He urged party colleagues to rally to the cause: "When the Tories are in such disarray, this is a golden opportunity for us."

But for all McDonnell’s determination to get his foot in the door of Brexit negotiations, it was hard to shake the feeling he was rearranging the deckchairs on a slowly tilting ship. 

Unfortunately the deal, like almost everything in the Brexit aftermath, is as unpredictable as the high seas.

First, there is the leadership challenge. Despite the lull following the vote of no confidence in Jeremy Corbyn, his first mate admitted that a leadership challenge could still be imminent.

He said: “If there is to be a challenge to Jeremy Corbyn, that will emerge I suspect over the next few days.”

McDonnell repeated he will never stand – “full stop”. He pledged to chair what he described as Corbyn’s automatic place on a re-election ticket. 

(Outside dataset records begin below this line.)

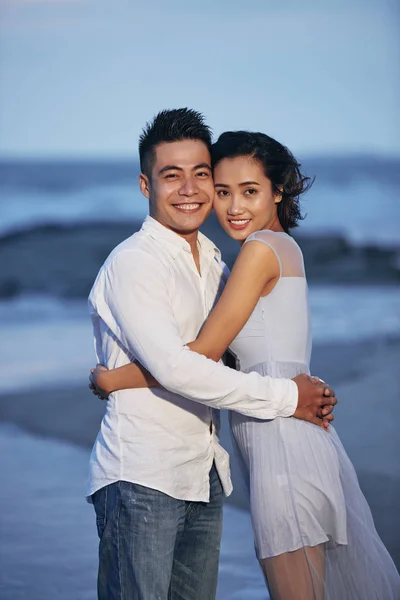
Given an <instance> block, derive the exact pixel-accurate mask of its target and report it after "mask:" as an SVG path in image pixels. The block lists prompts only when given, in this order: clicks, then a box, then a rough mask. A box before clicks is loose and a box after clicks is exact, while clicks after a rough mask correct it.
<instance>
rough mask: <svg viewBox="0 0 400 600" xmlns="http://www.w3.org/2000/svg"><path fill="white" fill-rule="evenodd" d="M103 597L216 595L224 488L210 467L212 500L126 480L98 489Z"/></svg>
mask: <svg viewBox="0 0 400 600" xmlns="http://www.w3.org/2000/svg"><path fill="white" fill-rule="evenodd" d="M93 504H94V507H95V511H96V523H97V529H98V534H99V538H100V545H99V574H98V586H97V590H98V598H99V600H214V598H215V594H216V588H217V578H218V560H219V551H220V541H221V533H222V505H223V491H222V486H221V482H220V480H219V477H218V474H217V471H216V469H215V467H214V466H213V468H212V469H211V471H210V502H207V503H205V502H185V501H184V500H176V499H175V498H171V497H170V496H167V495H166V494H163V493H162V492H158V491H157V490H153V489H151V488H147V487H143V486H141V485H137V484H135V483H129V482H127V481H118V482H116V483H113V484H111V485H108V486H106V487H104V488H102V489H100V490H98V491H97V492H96V493H95V494H93Z"/></svg>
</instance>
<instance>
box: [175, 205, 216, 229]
mask: <svg viewBox="0 0 400 600" xmlns="http://www.w3.org/2000/svg"><path fill="white" fill-rule="evenodd" d="M210 212H211V211H210V210H205V209H202V210H199V211H196V213H194V214H180V215H176V216H174V223H175V225H176V230H177V231H178V230H179V231H180V232H182V233H193V232H194V231H196V230H197V229H200V227H201V226H202V225H203V223H204V222H205V220H206V219H207V217H208V215H209V214H210Z"/></svg>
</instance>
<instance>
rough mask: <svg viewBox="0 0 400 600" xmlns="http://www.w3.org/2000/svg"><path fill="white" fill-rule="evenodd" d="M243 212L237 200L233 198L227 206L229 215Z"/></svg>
mask: <svg viewBox="0 0 400 600" xmlns="http://www.w3.org/2000/svg"><path fill="white" fill-rule="evenodd" d="M242 212H243V207H242V206H241V204H240V202H238V201H237V200H233V201H232V202H231V204H230V206H229V208H228V213H229V214H230V215H232V216H233V215H240V214H241V213H242Z"/></svg>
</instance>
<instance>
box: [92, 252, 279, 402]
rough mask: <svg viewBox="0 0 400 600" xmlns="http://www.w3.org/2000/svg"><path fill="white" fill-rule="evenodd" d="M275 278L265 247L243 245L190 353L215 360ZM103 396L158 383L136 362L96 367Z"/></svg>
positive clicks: (271, 288) (273, 263)
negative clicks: (231, 269)
mask: <svg viewBox="0 0 400 600" xmlns="http://www.w3.org/2000/svg"><path fill="white" fill-rule="evenodd" d="M278 278H279V263H278V260H277V258H276V255H275V253H274V252H273V250H271V248H270V247H269V246H267V245H266V244H263V243H260V242H255V241H251V242H248V243H247V244H245V245H244V246H243V248H242V250H241V251H240V253H239V256H238V258H237V259H236V262H235V264H234V266H233V269H232V273H231V275H230V277H229V279H228V282H227V284H226V286H225V289H224V291H223V293H222V295H221V298H220V299H219V301H218V303H217V304H216V306H215V308H214V309H213V311H212V312H211V313H210V315H209V317H208V319H207V321H206V322H205V324H204V327H203V328H202V330H201V332H200V334H199V335H198V337H197V339H196V340H194V341H193V342H190V343H189V344H187V345H188V347H189V348H190V350H192V351H193V352H197V353H198V354H203V355H204V356H207V357H208V358H210V359H212V360H214V361H216V362H217V361H219V360H220V358H221V356H222V355H223V354H224V352H225V350H226V349H227V348H228V347H229V345H230V343H231V342H232V341H233V340H234V339H235V337H236V336H237V335H238V333H239V332H240V331H241V330H242V328H243V327H244V325H245V323H246V322H247V320H248V319H249V317H250V315H251V313H252V312H253V310H254V308H255V306H256V304H257V302H258V300H259V298H260V296H261V295H264V294H265V293H266V290H267V291H270V289H272V287H273V284H274V283H275V282H276V281H277V280H278ZM92 381H93V383H95V387H96V388H97V389H98V390H99V391H103V392H104V394H102V395H103V396H104V397H107V396H108V395H109V394H110V393H111V392H113V391H117V390H122V389H128V388H140V387H155V386H157V385H158V382H157V381H156V380H155V379H154V378H153V377H152V375H151V374H150V373H149V372H148V371H146V369H144V368H143V367H142V366H141V365H139V364H137V363H129V364H128V365H125V366H123V367H119V368H117V369H112V370H110V371H107V369H104V367H103V368H99V367H97V368H96V370H95V371H94V373H93V378H92Z"/></svg>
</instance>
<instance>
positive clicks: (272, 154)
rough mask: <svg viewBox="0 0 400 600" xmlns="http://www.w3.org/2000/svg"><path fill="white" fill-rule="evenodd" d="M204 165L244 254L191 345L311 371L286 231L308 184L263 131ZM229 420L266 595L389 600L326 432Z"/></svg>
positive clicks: (114, 371) (333, 447) (297, 207)
mask: <svg viewBox="0 0 400 600" xmlns="http://www.w3.org/2000/svg"><path fill="white" fill-rule="evenodd" d="M212 160H213V167H214V183H215V190H216V198H215V204H214V209H215V212H216V214H217V217H218V219H219V221H220V223H221V225H222V227H223V228H224V230H225V231H226V232H227V233H228V234H229V235H230V236H231V237H232V238H234V239H236V240H238V241H239V242H240V244H241V245H242V250H241V252H240V253H239V256H238V258H237V260H236V263H235V265H234V268H233V270H232V274H231V276H230V278H229V280H228V283H227V285H226V287H225V290H224V292H223V293H222V296H221V298H220V300H219V301H218V303H217V305H216V306H215V308H214V310H213V311H212V313H211V315H210V316H209V318H208V319H207V321H206V323H205V325H204V327H203V329H202V331H201V332H200V334H199V336H198V338H197V340H195V341H194V342H192V343H191V344H189V346H190V348H191V349H192V350H194V351H196V352H199V353H201V354H204V355H206V356H208V357H209V358H212V359H213V360H219V359H220V358H221V356H222V354H223V353H224V352H225V350H226V348H227V347H229V348H230V349H231V350H232V352H233V353H234V354H235V355H236V357H237V359H238V364H239V365H240V369H241V370H243V371H246V372H249V371H254V370H256V371H258V372H259V373H261V374H265V375H267V374H268V375H271V376H274V377H289V378H293V377H295V376H296V375H298V374H299V373H302V372H309V360H310V353H311V336H310V326H309V309H308V300H307V283H306V279H305V274H304V265H303V257H302V254H301V251H300V248H299V247H298V245H297V244H296V242H294V240H293V239H292V238H291V237H290V236H289V235H288V231H289V229H290V228H292V227H295V226H296V225H297V222H298V220H299V219H300V218H301V215H300V209H299V204H298V199H299V196H300V195H301V194H302V193H303V192H304V191H305V190H306V189H307V188H308V186H309V179H308V178H305V177H303V176H302V174H301V172H300V169H299V167H300V165H299V164H298V163H297V162H296V160H295V158H294V157H293V155H292V154H291V153H290V152H289V151H288V150H287V148H285V147H284V146H282V145H281V144H279V143H278V142H277V141H275V140H273V139H272V138H270V137H268V136H266V135H264V134H261V133H249V132H228V133H224V134H223V135H221V137H220V138H219V139H218V141H217V142H216V143H215V144H214V146H213V152H212ZM95 376H96V377H95V382H96V385H97V386H98V387H99V388H102V389H103V390H105V393H106V394H107V393H109V392H111V391H114V390H117V389H123V388H128V387H143V386H146V385H147V386H154V385H157V382H156V381H154V380H153V379H152V377H151V375H150V374H149V373H146V372H145V371H143V370H141V369H140V368H139V367H138V365H135V364H130V365H127V366H126V367H121V368H120V369H116V370H114V371H109V372H107V371H103V370H101V369H97V370H96V372H95ZM230 423H231V430H232V434H233V438H234V440H235V445H236V448H237V450H238V455H239V458H240V462H241V466H242V471H243V474H244V478H245V480H246V484H247V488H248V491H249V498H250V508H251V516H252V523H253V530H254V537H255V545H256V551H257V556H258V559H259V561H260V564H261V566H262V568H263V571H264V574H265V576H266V581H267V585H268V588H269V590H270V594H271V596H272V598H273V599H274V600H310V599H314V600H323V599H325V600H355V599H362V600H398V599H399V598H400V578H399V575H398V573H397V571H396V568H395V566H394V564H393V561H392V559H391V558H390V556H389V554H388V552H387V551H386V549H385V547H384V546H383V544H382V542H381V540H380V539H379V536H378V534H377V533H376V530H375V528H374V524H373V521H372V516H371V513H370V510H369V508H368V505H367V503H366V501H365V499H364V497H363V495H362V493H361V490H360V488H359V486H358V482H357V477H356V474H355V471H354V468H353V466H352V465H351V463H350V461H349V459H348V457H347V455H346V453H345V452H344V449H343V447H342V445H341V443H340V441H339V439H338V436H337V434H336V432H335V430H334V429H333V428H332V427H331V426H329V427H328V430H325V429H324V428H323V427H318V426H316V425H313V424H311V423H307V422H305V421H300V420H297V419H294V418H277V419H275V420H272V421H259V420H256V419H251V418H248V417H245V416H243V415H240V414H239V413H231V415H230Z"/></svg>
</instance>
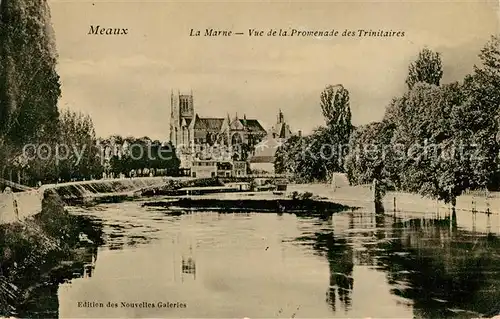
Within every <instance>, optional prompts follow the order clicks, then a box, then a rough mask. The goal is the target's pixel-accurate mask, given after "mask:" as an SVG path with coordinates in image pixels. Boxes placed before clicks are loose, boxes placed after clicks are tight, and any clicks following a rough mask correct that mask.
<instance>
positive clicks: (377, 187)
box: [372, 178, 384, 213]
mask: <svg viewBox="0 0 500 319" xmlns="http://www.w3.org/2000/svg"><path fill="white" fill-rule="evenodd" d="M372 190H373V202H374V204H375V213H381V212H383V211H384V207H383V205H382V198H381V193H380V187H379V182H378V180H377V179H376V178H374V179H373V186H372Z"/></svg>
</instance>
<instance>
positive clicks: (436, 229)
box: [297, 212, 500, 318]
mask: <svg viewBox="0 0 500 319" xmlns="http://www.w3.org/2000/svg"><path fill="white" fill-rule="evenodd" d="M346 214H349V221H348V223H347V225H346V226H347V228H348V229H349V230H350V231H349V232H345V231H344V230H345V229H344V230H341V229H338V228H339V227H330V226H331V225H328V227H327V229H325V230H324V231H323V232H320V233H319V232H318V233H315V234H313V235H311V236H304V237H300V238H297V240H298V241H299V242H302V243H303V244H307V243H309V244H310V246H312V248H313V249H314V251H315V252H316V253H318V254H319V255H321V256H325V257H326V258H327V260H328V264H329V272H330V279H329V284H330V287H329V289H328V291H327V298H326V302H327V303H328V304H329V305H330V307H331V308H332V310H333V311H338V310H340V309H338V308H339V306H338V304H337V300H338V301H339V302H340V305H341V306H342V307H343V310H344V311H346V312H347V311H349V309H350V308H351V306H352V305H351V294H352V291H353V288H354V278H353V268H354V266H355V265H356V266H367V267H370V268H376V269H378V270H380V271H383V272H385V273H386V276H387V281H388V284H389V285H390V286H391V287H392V288H391V293H392V294H393V295H396V296H398V297H402V298H405V299H407V300H409V301H411V302H410V304H413V306H412V308H413V312H414V316H415V317H417V318H450V317H453V318H456V317H464V318H470V317H479V316H493V315H497V314H499V313H500V239H499V238H498V237H497V236H495V235H492V234H484V233H475V232H469V231H465V230H462V229H459V228H458V227H457V220H456V214H453V215H452V216H451V218H450V217H446V218H444V219H424V218H422V219H411V220H407V221H401V219H399V218H396V217H394V216H388V215H383V214H374V213H370V212H359V213H354V212H349V213H346ZM353 216H354V217H353ZM367 219H368V220H367ZM322 226H326V225H325V223H323V224H322ZM332 228H333V229H335V232H336V233H335V234H334V233H333V231H332ZM354 307H361V305H354Z"/></svg>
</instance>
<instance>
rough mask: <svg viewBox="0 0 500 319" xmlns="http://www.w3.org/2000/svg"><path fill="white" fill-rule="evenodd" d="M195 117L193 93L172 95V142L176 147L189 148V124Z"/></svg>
mask: <svg viewBox="0 0 500 319" xmlns="http://www.w3.org/2000/svg"><path fill="white" fill-rule="evenodd" d="M193 117H194V103H193V92H191V93H190V94H181V93H180V92H177V94H174V93H173V92H171V94H170V141H171V142H172V144H173V145H174V146H176V147H177V146H179V145H183V146H186V147H187V146H189V140H190V135H191V132H190V131H189V124H190V123H191V121H192V120H193Z"/></svg>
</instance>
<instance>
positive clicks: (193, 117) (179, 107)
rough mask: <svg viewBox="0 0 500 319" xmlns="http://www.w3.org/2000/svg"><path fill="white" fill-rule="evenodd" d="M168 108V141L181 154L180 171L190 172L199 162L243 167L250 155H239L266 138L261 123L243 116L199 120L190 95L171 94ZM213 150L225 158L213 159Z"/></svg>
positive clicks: (219, 156) (252, 146)
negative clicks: (220, 152) (169, 137)
mask: <svg viewBox="0 0 500 319" xmlns="http://www.w3.org/2000/svg"><path fill="white" fill-rule="evenodd" d="M170 105H171V113H170V141H171V142H172V144H173V145H174V146H175V147H176V149H177V150H178V153H179V154H180V160H181V167H182V168H191V169H193V168H194V166H199V164H200V162H202V161H210V160H212V161H216V160H218V161H226V162H227V163H229V164H228V165H233V166H234V165H235V164H236V163H233V162H234V161H240V162H242V163H243V162H245V163H246V161H247V159H248V158H247V157H248V156H251V154H246V153H245V154H242V153H244V151H245V150H251V149H253V148H254V146H255V145H257V144H258V143H259V142H261V141H262V140H263V139H264V137H266V136H267V132H266V130H265V129H264V128H263V127H262V125H261V124H260V122H259V121H258V120H256V119H250V118H247V117H246V115H243V118H239V117H238V115H237V114H236V115H235V116H234V117H232V118H231V117H230V116H229V114H228V115H227V116H226V117H220V118H217V117H200V116H199V115H198V114H197V113H195V109H194V100H193V94H192V93H190V94H181V93H180V92H179V93H178V94H174V93H172V94H171V97H170ZM215 148H217V149H218V151H219V152H220V150H221V149H225V150H226V151H227V152H226V153H225V157H224V158H222V157H221V156H218V158H217V159H214V158H213V157H214V156H213V150H214V149H215ZM219 154H220V153H219ZM235 155H236V156H235ZM213 164H214V165H211V164H210V165H209V164H208V163H207V164H206V165H205V164H203V166H216V164H215V162H214V163H213ZM240 164H241V163H240ZM240 166H241V165H240ZM213 173H214V172H212V176H213ZM238 173H240V172H238ZM241 174H243V172H241ZM241 174H237V175H241Z"/></svg>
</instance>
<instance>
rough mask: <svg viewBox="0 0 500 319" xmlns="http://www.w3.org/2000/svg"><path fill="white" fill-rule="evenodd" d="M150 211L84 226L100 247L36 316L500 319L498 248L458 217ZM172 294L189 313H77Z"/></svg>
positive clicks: (79, 265)
mask: <svg viewBox="0 0 500 319" xmlns="http://www.w3.org/2000/svg"><path fill="white" fill-rule="evenodd" d="M100 207H101V208H102V206H100ZM140 209H141V208H140V207H139V206H138V205H137V204H129V203H121V204H115V205H114V206H113V205H112V206H106V207H105V209H101V210H94V211H82V212H80V213H82V214H83V215H85V218H88V219H89V220H92V221H93V223H97V224H99V225H100V227H101V229H102V232H103V234H102V235H103V236H102V239H101V241H99V239H96V236H95V235H98V234H100V233H99V232H98V231H97V232H96V231H95V228H92V227H88V226H84V227H87V228H88V229H87V232H90V233H92V232H94V236H92V238H93V239H92V242H94V243H95V245H90V246H87V247H86V248H85V249H82V250H80V251H79V252H78V253H75V254H74V256H75V260H78V261H79V263H75V262H73V263H72V267H71V269H70V270H67V269H66V270H65V271H64V272H60V273H58V272H57V271H56V272H53V274H55V275H54V276H52V278H53V284H52V285H47V286H43V287H41V288H40V289H42V290H43V291H42V290H41V291H40V296H45V297H44V298H46V299H47V300H49V299H50V301H47V300H46V301H44V299H43V298H40V299H39V300H37V302H38V305H37V306H35V305H32V308H31V310H32V311H31V313H30V317H36V316H37V315H36V314H35V313H36V311H38V313H41V314H44V315H45V316H47V314H51V315H50V317H54V316H58V315H59V313H58V312H57V308H58V307H59V311H61V316H62V317H85V316H86V317H103V316H111V317H120V316H125V317H130V316H135V317H214V316H216V317H234V316H241V313H245V314H246V315H247V316H249V317H270V316H276V317H290V316H294V317H346V316H350V317H363V316H375V317H395V316H397V317H401V316H404V317H407V316H411V315H413V316H414V317H418V318H446V317H453V318H455V317H464V318H470V317H476V316H480V315H494V314H498V313H499V312H500V307H499V303H498V301H497V300H500V289H499V288H500V240H499V238H498V237H497V236H495V235H492V234H485V233H478V232H474V231H466V230H464V229H462V228H460V227H459V226H458V225H459V223H458V222H457V215H456V213H455V214H452V215H451V217H445V218H402V217H401V216H399V217H397V216H391V215H383V214H374V213H372V212H369V211H363V210H357V211H349V212H344V213H339V214H335V215H334V216H332V218H331V219H329V220H320V219H317V218H302V217H301V218H297V217H295V216H294V215H290V214H280V215H274V214H250V213H245V214H218V213H196V214H189V215H183V216H166V215H164V212H161V211H157V212H154V211H151V210H147V211H146V210H144V211H141V210H140ZM403 217H404V216H403ZM469 217H470V216H467V218H469ZM470 218H471V220H472V217H470ZM97 237H98V236H97ZM89 238H90V236H89ZM78 277H80V278H81V279H76V280H75V278H78ZM63 279H66V284H60V283H62V282H63V281H64V280H63ZM57 286H59V292H58V291H57V289H56V288H57ZM126 287H134V289H133V290H130V289H126ZM56 294H59V300H61V305H59V303H58V301H57V295H56ZM166 294H168V296H169V298H171V299H172V300H173V299H175V300H178V301H185V302H186V303H187V304H188V305H189V307H187V309H182V310H179V311H178V312H172V311H170V312H165V310H159V309H156V310H149V312H141V313H138V312H133V311H131V310H127V309H125V310H123V312H111V311H110V310H109V309H108V310H106V311H104V312H102V311H101V312H99V309H75V308H76V307H75V304H74V302H75V301H77V300H88V299H89V297H92V298H94V299H96V300H97V301H100V302H106V301H108V300H109V299H110V298H114V299H120V298H121V299H123V300H128V301H137V298H138V297H137V296H140V297H141V298H144V299H145V300H148V301H149V300H153V299H154V298H157V297H158V296H163V295H166ZM47 296H50V298H48V297H47ZM54 296H55V297H54ZM387 296H391V297H393V298H388V297H387ZM134 298H135V299H134ZM141 301H142V299H141ZM256 305H259V306H258V307H257V306H256ZM44 309H51V310H52V312H48V311H45V310H44ZM130 311H131V312H130ZM411 312H412V313H411ZM408 313H410V314H408Z"/></svg>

Should the rebel Labour MPs fail to capsize the Corbyn leadership, though, it will still be tough for a half-abandoned shadow cabinet to have its voice heard, whether in Parliament or on the international stage.

To bursts of applause from supporters, McDonnell praised the “heroes and heroines” who had stepped up to fill their colleagues’ empty chairs. 

But he ended with a plea: “We’ll cover all the bases, but wouldn’t it be better if people came back and worked with us?”

Finally, only hinted at during McDonnell's briefing, there are the EU negotiators themselves. When asked whether he would vote against Brexit if the final deal contained none of these demands, McDonnell said: “We have to respect the decision that was made. Otherwise we undermine all confidence in the democratic process.”

At a time when both main political parties are in turmoil, the embattled shadow chancellor is astute to chart a course for the negotiations on the horizon. But his chances of getting there could be scuppered within days.